Driving and Text Messaging: A Deadly Combination?
Many young people seem to love text messaging -- anywhere, anytime. But there's growing concern that "anywhere, anytime" could lead to some serious, if not deadly, consequences.
Police say text messaging could have played a role in a crash in June near Rochester, N.Y., that killed five recent high school graduates. The Buffalo News reports that records show that seconds before the crash, the driver's cell phone received a text message, and the sender received a response.
Police don't know if driver Bailey Goodman was the one who responded to the text message. They say driver inexperience, a dangerous passing maneuver and speed were factors in the crash.
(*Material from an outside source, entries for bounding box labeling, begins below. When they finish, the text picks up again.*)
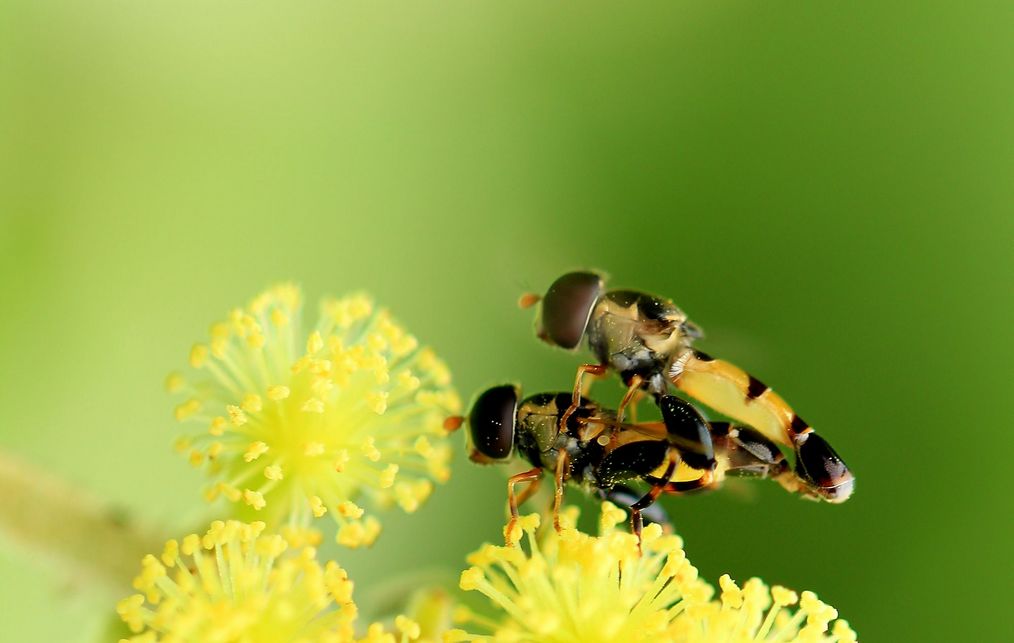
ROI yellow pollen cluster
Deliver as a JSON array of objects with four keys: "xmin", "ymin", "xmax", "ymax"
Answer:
[
  {"xmin": 445, "ymin": 503, "xmax": 856, "ymax": 643},
  {"xmin": 117, "ymin": 520, "xmax": 356, "ymax": 643},
  {"xmin": 449, "ymin": 504, "xmax": 710, "ymax": 643},
  {"xmin": 166, "ymin": 284, "xmax": 460, "ymax": 547}
]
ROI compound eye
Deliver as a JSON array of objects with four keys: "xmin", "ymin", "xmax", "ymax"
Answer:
[
  {"xmin": 538, "ymin": 273, "xmax": 604, "ymax": 349},
  {"xmin": 468, "ymin": 384, "xmax": 518, "ymax": 460},
  {"xmin": 795, "ymin": 431, "xmax": 856, "ymax": 503}
]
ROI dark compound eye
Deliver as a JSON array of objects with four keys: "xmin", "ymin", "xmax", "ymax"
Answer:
[
  {"xmin": 468, "ymin": 384, "xmax": 518, "ymax": 460},
  {"xmin": 538, "ymin": 273, "xmax": 604, "ymax": 349},
  {"xmin": 796, "ymin": 431, "xmax": 856, "ymax": 502}
]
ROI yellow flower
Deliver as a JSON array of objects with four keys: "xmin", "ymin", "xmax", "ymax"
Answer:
[
  {"xmin": 117, "ymin": 520, "xmax": 356, "ymax": 643},
  {"xmin": 446, "ymin": 503, "xmax": 855, "ymax": 643},
  {"xmin": 166, "ymin": 284, "xmax": 460, "ymax": 547}
]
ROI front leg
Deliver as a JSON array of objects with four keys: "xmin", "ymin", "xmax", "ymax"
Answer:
[
  {"xmin": 504, "ymin": 467, "xmax": 542, "ymax": 547},
  {"xmin": 553, "ymin": 449, "xmax": 570, "ymax": 533},
  {"xmin": 560, "ymin": 364, "xmax": 606, "ymax": 433}
]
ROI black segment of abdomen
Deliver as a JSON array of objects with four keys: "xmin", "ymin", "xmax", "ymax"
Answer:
[{"xmin": 595, "ymin": 440, "xmax": 669, "ymax": 489}]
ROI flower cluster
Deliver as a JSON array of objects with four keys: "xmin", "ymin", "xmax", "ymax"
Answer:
[
  {"xmin": 448, "ymin": 503, "xmax": 856, "ymax": 643},
  {"xmin": 117, "ymin": 520, "xmax": 420, "ymax": 643},
  {"xmin": 117, "ymin": 520, "xmax": 356, "ymax": 643},
  {"xmin": 167, "ymin": 284, "xmax": 460, "ymax": 547}
]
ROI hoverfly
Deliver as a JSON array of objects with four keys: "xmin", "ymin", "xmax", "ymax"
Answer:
[
  {"xmin": 447, "ymin": 384, "xmax": 810, "ymax": 538},
  {"xmin": 519, "ymin": 272, "xmax": 855, "ymax": 503}
]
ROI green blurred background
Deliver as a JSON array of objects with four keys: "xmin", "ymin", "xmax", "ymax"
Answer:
[{"xmin": 0, "ymin": 0, "xmax": 1014, "ymax": 641}]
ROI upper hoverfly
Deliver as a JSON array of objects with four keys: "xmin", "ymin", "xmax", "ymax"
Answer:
[{"xmin": 520, "ymin": 272, "xmax": 855, "ymax": 503}]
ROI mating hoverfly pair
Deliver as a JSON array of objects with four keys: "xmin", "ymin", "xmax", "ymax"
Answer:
[{"xmin": 447, "ymin": 272, "xmax": 855, "ymax": 537}]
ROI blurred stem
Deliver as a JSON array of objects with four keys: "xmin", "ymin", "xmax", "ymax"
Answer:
[{"xmin": 0, "ymin": 450, "xmax": 162, "ymax": 592}]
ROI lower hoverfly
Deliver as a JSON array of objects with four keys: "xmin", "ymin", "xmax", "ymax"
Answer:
[{"xmin": 446, "ymin": 384, "xmax": 814, "ymax": 538}]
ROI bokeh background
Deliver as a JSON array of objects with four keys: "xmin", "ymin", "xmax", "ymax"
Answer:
[{"xmin": 0, "ymin": 0, "xmax": 1014, "ymax": 641}]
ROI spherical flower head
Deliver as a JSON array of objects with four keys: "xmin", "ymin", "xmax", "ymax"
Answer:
[
  {"xmin": 167, "ymin": 284, "xmax": 460, "ymax": 547},
  {"xmin": 445, "ymin": 503, "xmax": 856, "ymax": 643},
  {"xmin": 117, "ymin": 520, "xmax": 356, "ymax": 643}
]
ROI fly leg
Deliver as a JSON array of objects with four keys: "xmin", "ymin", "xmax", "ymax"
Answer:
[
  {"xmin": 560, "ymin": 364, "xmax": 606, "ymax": 431},
  {"xmin": 617, "ymin": 375, "xmax": 644, "ymax": 422},
  {"xmin": 553, "ymin": 449, "xmax": 570, "ymax": 533},
  {"xmin": 504, "ymin": 467, "xmax": 542, "ymax": 547},
  {"xmin": 631, "ymin": 451, "xmax": 676, "ymax": 552}
]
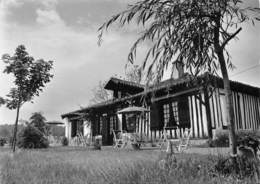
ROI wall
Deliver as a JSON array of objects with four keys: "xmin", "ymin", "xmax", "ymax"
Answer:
[
  {"xmin": 210, "ymin": 89, "xmax": 260, "ymax": 134},
  {"xmin": 134, "ymin": 93, "xmax": 208, "ymax": 140}
]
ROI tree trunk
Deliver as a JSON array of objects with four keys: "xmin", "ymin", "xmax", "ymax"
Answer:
[
  {"xmin": 218, "ymin": 51, "xmax": 237, "ymax": 156},
  {"xmin": 214, "ymin": 18, "xmax": 237, "ymax": 157},
  {"xmin": 12, "ymin": 102, "xmax": 20, "ymax": 152}
]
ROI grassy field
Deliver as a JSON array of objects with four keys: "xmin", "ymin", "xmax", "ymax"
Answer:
[{"xmin": 0, "ymin": 147, "xmax": 252, "ymax": 184}]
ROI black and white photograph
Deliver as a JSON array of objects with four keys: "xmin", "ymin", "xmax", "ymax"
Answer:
[{"xmin": 0, "ymin": 0, "xmax": 260, "ymax": 184}]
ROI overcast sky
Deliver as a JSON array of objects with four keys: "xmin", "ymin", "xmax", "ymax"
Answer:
[{"xmin": 0, "ymin": 0, "xmax": 260, "ymax": 124}]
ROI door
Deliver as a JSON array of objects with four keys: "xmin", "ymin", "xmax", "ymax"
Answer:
[{"xmin": 101, "ymin": 115, "xmax": 113, "ymax": 145}]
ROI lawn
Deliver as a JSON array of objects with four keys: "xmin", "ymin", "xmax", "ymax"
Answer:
[{"xmin": 0, "ymin": 147, "xmax": 252, "ymax": 184}]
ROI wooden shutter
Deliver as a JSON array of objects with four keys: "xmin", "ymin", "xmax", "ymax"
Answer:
[
  {"xmin": 178, "ymin": 97, "xmax": 190, "ymax": 128},
  {"xmin": 150, "ymin": 103, "xmax": 163, "ymax": 130},
  {"xmin": 166, "ymin": 103, "xmax": 177, "ymax": 128}
]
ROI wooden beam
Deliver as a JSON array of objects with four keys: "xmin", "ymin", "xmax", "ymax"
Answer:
[
  {"xmin": 204, "ymin": 89, "xmax": 214, "ymax": 139},
  {"xmin": 151, "ymin": 87, "xmax": 203, "ymax": 102}
]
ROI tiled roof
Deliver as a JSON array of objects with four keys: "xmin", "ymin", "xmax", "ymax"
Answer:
[{"xmin": 61, "ymin": 74, "xmax": 260, "ymax": 118}]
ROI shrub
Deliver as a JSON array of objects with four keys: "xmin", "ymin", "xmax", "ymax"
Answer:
[
  {"xmin": 61, "ymin": 137, "xmax": 69, "ymax": 146},
  {"xmin": 215, "ymin": 156, "xmax": 257, "ymax": 179},
  {"xmin": 0, "ymin": 137, "xmax": 7, "ymax": 146},
  {"xmin": 211, "ymin": 130, "xmax": 260, "ymax": 149},
  {"xmin": 17, "ymin": 125, "xmax": 49, "ymax": 149},
  {"xmin": 237, "ymin": 130, "xmax": 260, "ymax": 155},
  {"xmin": 208, "ymin": 130, "xmax": 229, "ymax": 147}
]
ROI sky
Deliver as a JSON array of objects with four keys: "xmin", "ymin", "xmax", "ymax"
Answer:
[{"xmin": 0, "ymin": 0, "xmax": 260, "ymax": 124}]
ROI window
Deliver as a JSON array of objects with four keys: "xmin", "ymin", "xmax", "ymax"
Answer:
[
  {"xmin": 163, "ymin": 104, "xmax": 170, "ymax": 125},
  {"xmin": 99, "ymin": 116, "xmax": 103, "ymax": 134},
  {"xmin": 172, "ymin": 101, "xmax": 179, "ymax": 125},
  {"xmin": 109, "ymin": 116, "xmax": 115, "ymax": 134},
  {"xmin": 163, "ymin": 101, "xmax": 179, "ymax": 127}
]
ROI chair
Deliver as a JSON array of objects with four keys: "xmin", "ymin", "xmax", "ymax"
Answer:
[
  {"xmin": 161, "ymin": 128, "xmax": 191, "ymax": 153},
  {"xmin": 112, "ymin": 130, "xmax": 125, "ymax": 148},
  {"xmin": 177, "ymin": 128, "xmax": 191, "ymax": 152},
  {"xmin": 159, "ymin": 123, "xmax": 178, "ymax": 149}
]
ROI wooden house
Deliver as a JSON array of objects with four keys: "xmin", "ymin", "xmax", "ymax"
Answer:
[{"xmin": 61, "ymin": 74, "xmax": 260, "ymax": 145}]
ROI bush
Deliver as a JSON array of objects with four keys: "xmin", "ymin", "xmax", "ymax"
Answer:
[
  {"xmin": 0, "ymin": 137, "xmax": 7, "ymax": 146},
  {"xmin": 208, "ymin": 130, "xmax": 260, "ymax": 149},
  {"xmin": 17, "ymin": 125, "xmax": 49, "ymax": 149},
  {"xmin": 215, "ymin": 156, "xmax": 257, "ymax": 179},
  {"xmin": 61, "ymin": 137, "xmax": 69, "ymax": 146},
  {"xmin": 237, "ymin": 130, "xmax": 260, "ymax": 155},
  {"xmin": 208, "ymin": 130, "xmax": 229, "ymax": 147}
]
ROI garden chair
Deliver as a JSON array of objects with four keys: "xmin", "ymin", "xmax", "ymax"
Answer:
[
  {"xmin": 164, "ymin": 128, "xmax": 191, "ymax": 153},
  {"xmin": 112, "ymin": 130, "xmax": 125, "ymax": 148},
  {"xmin": 177, "ymin": 128, "xmax": 191, "ymax": 152}
]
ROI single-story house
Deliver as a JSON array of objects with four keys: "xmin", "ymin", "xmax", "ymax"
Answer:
[{"xmin": 61, "ymin": 73, "xmax": 260, "ymax": 145}]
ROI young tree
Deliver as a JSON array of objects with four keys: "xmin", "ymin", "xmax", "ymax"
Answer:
[
  {"xmin": 29, "ymin": 112, "xmax": 49, "ymax": 135},
  {"xmin": 126, "ymin": 65, "xmax": 142, "ymax": 84},
  {"xmin": 2, "ymin": 45, "xmax": 53, "ymax": 152},
  {"xmin": 90, "ymin": 81, "xmax": 112, "ymax": 104},
  {"xmin": 99, "ymin": 0, "xmax": 260, "ymax": 158}
]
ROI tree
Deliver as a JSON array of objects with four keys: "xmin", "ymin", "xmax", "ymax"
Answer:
[
  {"xmin": 29, "ymin": 112, "xmax": 49, "ymax": 135},
  {"xmin": 90, "ymin": 81, "xmax": 112, "ymax": 104},
  {"xmin": 2, "ymin": 45, "xmax": 53, "ymax": 152},
  {"xmin": 126, "ymin": 65, "xmax": 142, "ymax": 84},
  {"xmin": 99, "ymin": 0, "xmax": 260, "ymax": 158}
]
I got a taste of how pervasive the text-messaging phenomenon is on Saturday as I stood in line to buy groceries. The young man who was bagging the purchases was only using one hand -- and with the other, he was furiously text messaging on his cell phone.
When it was my turn, I asked him to put away the phone and focus on my groceries. He mumbled "OK" and stowed his phone, but I noticed that he pulled it out again as soon as I walked away.
Obviously, that kind of multitasking would become serious behind the wheel. As Joe Gandelman notes at the Moderate Voice blog about the New York crash, "the most dreaded person on the road is now the person with the cell phone."
Do you agree? Has text messaging made cell phone use while driving too dangerous to be ignored? What about the idea of an age limit on cell phone use while driving?